A recent example I think would be Funcom. "The Secret World" launched earlier this year, and was heavily promoted as a niche game, aimed at a crowd of fairly hardcore, mature gamers. It was going to include some adult elements, and a pretty hard core difficulty curve. A lot of people were drawn to this game because it wasn't a game that was making pretensions of being a WoW-killer or trying to cater to a mainstream audience. I supported it early on with a lifetime membership because I liked their attitude.

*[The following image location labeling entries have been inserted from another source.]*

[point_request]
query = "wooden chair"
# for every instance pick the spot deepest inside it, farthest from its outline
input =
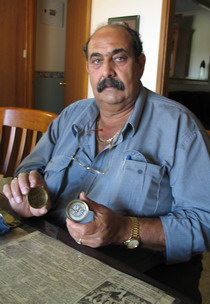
(20, 129)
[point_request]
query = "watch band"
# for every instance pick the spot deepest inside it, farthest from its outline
(134, 239)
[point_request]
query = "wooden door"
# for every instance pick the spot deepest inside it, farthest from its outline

When "The Secret World" launched the massive QQing was immediate. It turns out they were lying and all of their hype about a niche game and all of that was just marketing, they were expecting this blockbuster success. Much like they expected Age Of Conan to be when it launched. Needless to say their quirky, mature, modern fantasy/horror game didn't suck in the masses so it was a failure. Layoffs hit, the game went free to play, and while it's been slowly expanding, the future of the game is in doubt. Apparently Funcom wants to move from MMOs to more casual products, I think I read something (maybe on The Escapist) about them picking up a Lego liscence for quick cash.
It basically goes to show that nobody is willing to accept what is simply a decent success, and make their profits slowly. Claiming that is simply another marketing tool nowadays. You either play big, or you don't play at all. The money isn't rolling in like planned, quick make your MMO a FTP cash vampire, a couple of titles don't break sales expectations, terminate the company and layoff the staff.

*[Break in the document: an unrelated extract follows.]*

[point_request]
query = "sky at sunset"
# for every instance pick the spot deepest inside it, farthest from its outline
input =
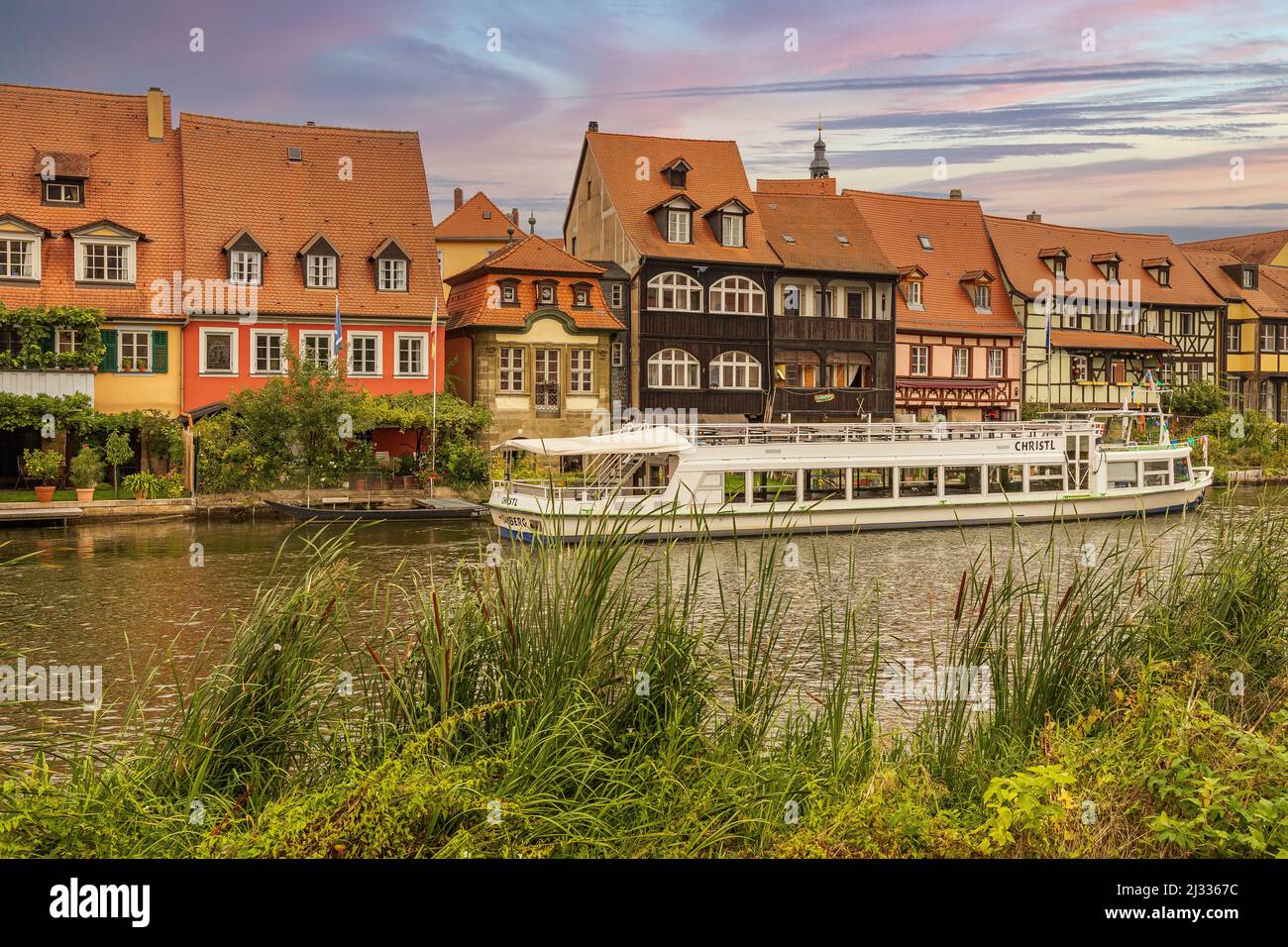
(1124, 115)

I think it's the casuals that brought in these expectations, due to things like Farmville, and franchises like "Call OF Duty" (which is a casual game, despite pretensions of it being hardcore, it just caters to a differant style of casuals than Farmville). No niche game is ever going to perform as well as one you can get just about anyone playing with minimal effort, all those rude kids in CoD are paying customers, as are a lot of those "cow clickers" when they grow impatient.

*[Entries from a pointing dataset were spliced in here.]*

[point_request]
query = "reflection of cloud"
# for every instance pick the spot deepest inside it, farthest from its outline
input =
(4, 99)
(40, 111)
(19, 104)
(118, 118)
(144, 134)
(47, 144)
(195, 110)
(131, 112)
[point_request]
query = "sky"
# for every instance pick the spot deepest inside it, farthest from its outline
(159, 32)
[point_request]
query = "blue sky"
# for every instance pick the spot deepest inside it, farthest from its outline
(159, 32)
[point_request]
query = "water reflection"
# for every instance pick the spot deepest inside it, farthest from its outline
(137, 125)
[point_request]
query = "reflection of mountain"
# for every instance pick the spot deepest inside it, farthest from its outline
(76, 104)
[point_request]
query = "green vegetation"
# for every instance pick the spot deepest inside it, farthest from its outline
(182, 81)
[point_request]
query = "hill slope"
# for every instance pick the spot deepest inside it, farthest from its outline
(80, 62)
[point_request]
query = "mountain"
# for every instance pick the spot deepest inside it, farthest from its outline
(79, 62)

This is how I see things at any rate. The casuals aren't a blight just because they want simpler games and things that are approchable. They are a blight because that's all anyone wants to make because of the potential profit. Arguements about how "why hate the casuals, if there are games made for everyone" when really, that's increasingly not the case since nobody is content with a niche game, for a niche audience, and simply making a decent profit. That might be how business has always been as some will say, but if that's true it still brings it right back down onto the casuals for creating the problem that is moving business on to cater to them esclusively. For the moment Funcom, a fairly serious MMO developer, has gone casual simply because there isn't enough money in developing serious MMOs. They aren't likely to have another epic MMO ready in a few years from the sound of things, and this general trend exists for a lot fo companies, the developers aiming at serious gamers are disappearing, and those who were concerned called this trend a long time away, it just didn't seem to be as big a deal until it started to get closer.
I also don't think "Indie" games are the answer, to be blunt there is only so much that can be done with an indie budget and skill level. Your serious gamer wants his AAA technology, bells, and whistles combined with his demands for deep, smart, gameplay that is likely to make a casual go into brain aneurisms. Some indie developer coughing out a solid little RPG with his modest abillities does not equal say "Dragon Age: Origins", "Skyrim", or what games like "Wizardry" and "Ultima" were to their platforms when they were new (OMG, I'll need a 386 to play Ultima 7!). Likewise on an MMO scale unreasonable expectations for fast returns means that rapidly we're going to see nothing but Pay 2 Win cash vampires that are far more modest than "The Secret World" in their basic content, never mind approaching what we saw attempted wiht "ToR" or what WoW turned into, all because nobody is willing to accept anything but mountains of cash at their feet, right then and there, which catering to casuals can get them.